MMS BOARDING:BMI, WHICH CARRIES more than 500,000 passengers through Dublin Airport each year, is trialling a system that will allow customers to have their boarding passes delivered electronically to their mobile phone or electronic organiser.
The check-in service was launched this week on services from London Heathrow to Edinburgh and Manchester (one way) and from Belfast City to Heathrow (return).
BMI is the first British airline to introduce the paper-free system. From tomorrow most airlines around the world will have switched totally to electronic ticketing.
The 240 airlines belonging to the International Air Transport Association (IATA), which account for 94 per cent of international air travel, have agreed to paperless ticketing from June 1st.
IATA carriers have up to now been issuing some 400 million paper tickets a year. IATA believes the change will save 50,000 mature trees a year.
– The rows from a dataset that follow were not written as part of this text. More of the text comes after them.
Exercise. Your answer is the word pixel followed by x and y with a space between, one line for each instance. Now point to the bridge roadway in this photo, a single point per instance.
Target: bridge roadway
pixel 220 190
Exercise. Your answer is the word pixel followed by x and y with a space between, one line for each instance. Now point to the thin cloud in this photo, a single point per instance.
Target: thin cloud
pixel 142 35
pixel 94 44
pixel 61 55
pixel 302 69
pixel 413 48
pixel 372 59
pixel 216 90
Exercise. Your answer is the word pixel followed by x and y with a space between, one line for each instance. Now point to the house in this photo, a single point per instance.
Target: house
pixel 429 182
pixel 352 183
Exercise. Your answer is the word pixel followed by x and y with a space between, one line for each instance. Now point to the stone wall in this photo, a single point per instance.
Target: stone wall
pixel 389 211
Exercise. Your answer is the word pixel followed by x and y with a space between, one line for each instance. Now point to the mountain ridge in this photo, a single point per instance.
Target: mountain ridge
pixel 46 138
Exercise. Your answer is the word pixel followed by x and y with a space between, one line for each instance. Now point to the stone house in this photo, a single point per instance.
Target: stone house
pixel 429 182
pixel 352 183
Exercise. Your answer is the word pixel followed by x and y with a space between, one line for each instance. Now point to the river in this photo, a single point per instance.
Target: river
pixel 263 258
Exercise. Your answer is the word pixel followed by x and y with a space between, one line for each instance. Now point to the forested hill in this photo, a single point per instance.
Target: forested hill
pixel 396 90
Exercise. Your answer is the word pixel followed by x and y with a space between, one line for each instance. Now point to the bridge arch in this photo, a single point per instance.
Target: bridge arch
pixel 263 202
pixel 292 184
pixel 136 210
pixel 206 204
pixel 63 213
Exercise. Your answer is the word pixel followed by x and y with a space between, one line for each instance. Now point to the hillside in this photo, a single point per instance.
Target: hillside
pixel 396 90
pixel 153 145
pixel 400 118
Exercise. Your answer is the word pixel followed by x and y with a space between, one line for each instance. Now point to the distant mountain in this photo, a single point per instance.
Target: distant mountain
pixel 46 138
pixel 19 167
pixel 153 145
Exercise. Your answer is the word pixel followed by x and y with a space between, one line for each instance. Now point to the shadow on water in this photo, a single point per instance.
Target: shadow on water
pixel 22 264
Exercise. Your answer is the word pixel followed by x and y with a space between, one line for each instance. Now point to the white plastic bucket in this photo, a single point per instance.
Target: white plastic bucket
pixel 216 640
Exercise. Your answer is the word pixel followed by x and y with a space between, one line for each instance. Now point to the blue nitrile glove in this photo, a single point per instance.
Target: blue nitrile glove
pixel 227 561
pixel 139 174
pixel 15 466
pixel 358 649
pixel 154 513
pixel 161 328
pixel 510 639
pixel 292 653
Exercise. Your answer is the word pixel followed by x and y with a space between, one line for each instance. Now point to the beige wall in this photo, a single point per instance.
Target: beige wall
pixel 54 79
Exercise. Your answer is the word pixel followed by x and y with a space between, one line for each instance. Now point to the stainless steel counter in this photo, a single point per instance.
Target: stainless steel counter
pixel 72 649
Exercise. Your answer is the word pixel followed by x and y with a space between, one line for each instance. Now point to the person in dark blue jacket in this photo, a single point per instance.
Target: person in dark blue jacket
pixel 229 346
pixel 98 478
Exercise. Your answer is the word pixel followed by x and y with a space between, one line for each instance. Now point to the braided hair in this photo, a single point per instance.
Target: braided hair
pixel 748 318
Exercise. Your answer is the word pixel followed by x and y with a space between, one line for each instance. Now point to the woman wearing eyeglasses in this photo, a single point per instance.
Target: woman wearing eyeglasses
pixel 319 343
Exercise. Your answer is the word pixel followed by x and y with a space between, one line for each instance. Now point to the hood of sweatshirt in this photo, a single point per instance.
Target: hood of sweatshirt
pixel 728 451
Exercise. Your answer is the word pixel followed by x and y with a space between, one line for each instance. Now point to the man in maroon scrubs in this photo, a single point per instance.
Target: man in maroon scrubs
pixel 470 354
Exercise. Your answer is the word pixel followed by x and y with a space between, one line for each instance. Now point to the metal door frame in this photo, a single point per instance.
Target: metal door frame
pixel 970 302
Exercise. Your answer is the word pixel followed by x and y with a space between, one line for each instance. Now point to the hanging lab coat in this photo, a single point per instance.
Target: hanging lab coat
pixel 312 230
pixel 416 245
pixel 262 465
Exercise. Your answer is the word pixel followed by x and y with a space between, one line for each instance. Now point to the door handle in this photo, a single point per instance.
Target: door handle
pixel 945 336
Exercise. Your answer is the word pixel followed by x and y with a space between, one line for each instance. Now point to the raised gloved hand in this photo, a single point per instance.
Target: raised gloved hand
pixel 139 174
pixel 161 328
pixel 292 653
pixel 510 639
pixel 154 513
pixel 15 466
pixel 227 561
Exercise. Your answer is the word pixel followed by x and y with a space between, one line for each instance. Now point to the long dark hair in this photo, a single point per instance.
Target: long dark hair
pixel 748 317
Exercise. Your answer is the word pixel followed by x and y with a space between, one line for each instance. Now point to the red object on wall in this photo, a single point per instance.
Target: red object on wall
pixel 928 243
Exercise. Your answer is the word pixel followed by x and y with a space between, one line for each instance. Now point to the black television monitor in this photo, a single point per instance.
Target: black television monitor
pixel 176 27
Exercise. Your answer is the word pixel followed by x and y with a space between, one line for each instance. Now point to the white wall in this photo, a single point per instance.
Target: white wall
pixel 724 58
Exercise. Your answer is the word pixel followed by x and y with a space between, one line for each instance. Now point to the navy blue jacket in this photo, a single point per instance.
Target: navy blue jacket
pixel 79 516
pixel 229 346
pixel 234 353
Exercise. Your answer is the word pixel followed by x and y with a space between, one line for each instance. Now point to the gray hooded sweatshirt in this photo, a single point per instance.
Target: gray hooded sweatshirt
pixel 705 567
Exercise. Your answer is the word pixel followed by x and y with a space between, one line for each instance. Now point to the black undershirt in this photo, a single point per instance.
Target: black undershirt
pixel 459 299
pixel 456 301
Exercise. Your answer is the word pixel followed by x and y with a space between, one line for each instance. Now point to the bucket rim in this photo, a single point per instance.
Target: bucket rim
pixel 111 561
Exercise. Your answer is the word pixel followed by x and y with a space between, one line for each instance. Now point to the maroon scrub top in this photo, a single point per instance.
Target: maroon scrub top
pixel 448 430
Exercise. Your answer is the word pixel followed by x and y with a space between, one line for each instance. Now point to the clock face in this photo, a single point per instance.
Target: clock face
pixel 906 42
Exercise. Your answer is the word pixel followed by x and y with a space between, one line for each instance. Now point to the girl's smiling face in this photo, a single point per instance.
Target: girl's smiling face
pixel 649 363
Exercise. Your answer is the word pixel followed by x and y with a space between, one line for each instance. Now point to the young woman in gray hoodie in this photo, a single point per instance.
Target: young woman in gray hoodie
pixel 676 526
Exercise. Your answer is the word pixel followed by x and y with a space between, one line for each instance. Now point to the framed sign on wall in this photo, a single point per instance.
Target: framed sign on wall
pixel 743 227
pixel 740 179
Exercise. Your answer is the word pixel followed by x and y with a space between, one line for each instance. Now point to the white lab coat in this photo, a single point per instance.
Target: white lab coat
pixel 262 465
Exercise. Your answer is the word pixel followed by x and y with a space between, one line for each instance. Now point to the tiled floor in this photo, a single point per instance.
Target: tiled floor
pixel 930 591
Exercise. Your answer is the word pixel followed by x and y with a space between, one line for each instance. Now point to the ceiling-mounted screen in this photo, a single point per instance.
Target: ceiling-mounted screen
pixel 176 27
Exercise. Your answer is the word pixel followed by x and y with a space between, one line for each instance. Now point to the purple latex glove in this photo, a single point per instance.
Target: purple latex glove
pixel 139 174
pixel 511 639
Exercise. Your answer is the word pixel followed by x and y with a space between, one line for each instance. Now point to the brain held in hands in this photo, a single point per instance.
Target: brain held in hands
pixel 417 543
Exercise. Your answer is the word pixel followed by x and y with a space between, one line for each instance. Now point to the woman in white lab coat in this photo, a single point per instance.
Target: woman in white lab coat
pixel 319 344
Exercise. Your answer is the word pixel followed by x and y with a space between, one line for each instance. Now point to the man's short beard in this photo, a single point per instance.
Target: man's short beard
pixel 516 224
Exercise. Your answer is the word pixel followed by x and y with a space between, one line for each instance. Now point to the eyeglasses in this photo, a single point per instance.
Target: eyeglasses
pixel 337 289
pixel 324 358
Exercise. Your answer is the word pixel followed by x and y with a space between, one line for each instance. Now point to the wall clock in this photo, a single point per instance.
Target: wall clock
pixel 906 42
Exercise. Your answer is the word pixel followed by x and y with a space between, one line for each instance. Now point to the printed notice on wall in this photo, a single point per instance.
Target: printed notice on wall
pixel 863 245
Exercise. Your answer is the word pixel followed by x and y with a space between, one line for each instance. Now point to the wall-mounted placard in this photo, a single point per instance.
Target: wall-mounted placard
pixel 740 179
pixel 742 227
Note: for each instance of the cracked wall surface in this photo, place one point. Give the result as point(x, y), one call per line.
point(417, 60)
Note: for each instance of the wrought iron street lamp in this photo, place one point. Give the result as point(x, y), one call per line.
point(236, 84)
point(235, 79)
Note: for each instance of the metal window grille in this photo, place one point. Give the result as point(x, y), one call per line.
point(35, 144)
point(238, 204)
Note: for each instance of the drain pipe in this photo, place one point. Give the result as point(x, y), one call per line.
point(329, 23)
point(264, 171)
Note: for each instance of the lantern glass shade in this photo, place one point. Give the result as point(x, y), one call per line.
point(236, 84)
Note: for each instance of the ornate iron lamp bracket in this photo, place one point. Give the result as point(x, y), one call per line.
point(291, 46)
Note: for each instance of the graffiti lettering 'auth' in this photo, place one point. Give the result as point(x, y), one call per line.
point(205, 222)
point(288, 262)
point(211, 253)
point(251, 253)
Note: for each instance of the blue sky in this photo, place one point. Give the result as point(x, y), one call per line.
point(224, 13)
Under its paperless ticketing trial BMI delivers a barcode boarding pass to mobile phones with picture messaging (MMS) capabilities. The barcode is scanned twice - once at the security checkpoint and again at the boarding gate - while written flight information contained in the text message is checked by cabin crew.
The barcode will work only once, to prevent passengers from gaining access to the secure departure zone when they are not meant to be there.
Peter Spencer, managing director of BMI, said the new system will offer customers the opportunity to bypass check-in processes.
The new system will allow passengers to go straight to security or to BMI's quick bag-drop stations if they have luggage to check in. The company is using the new system for a trial period of three months.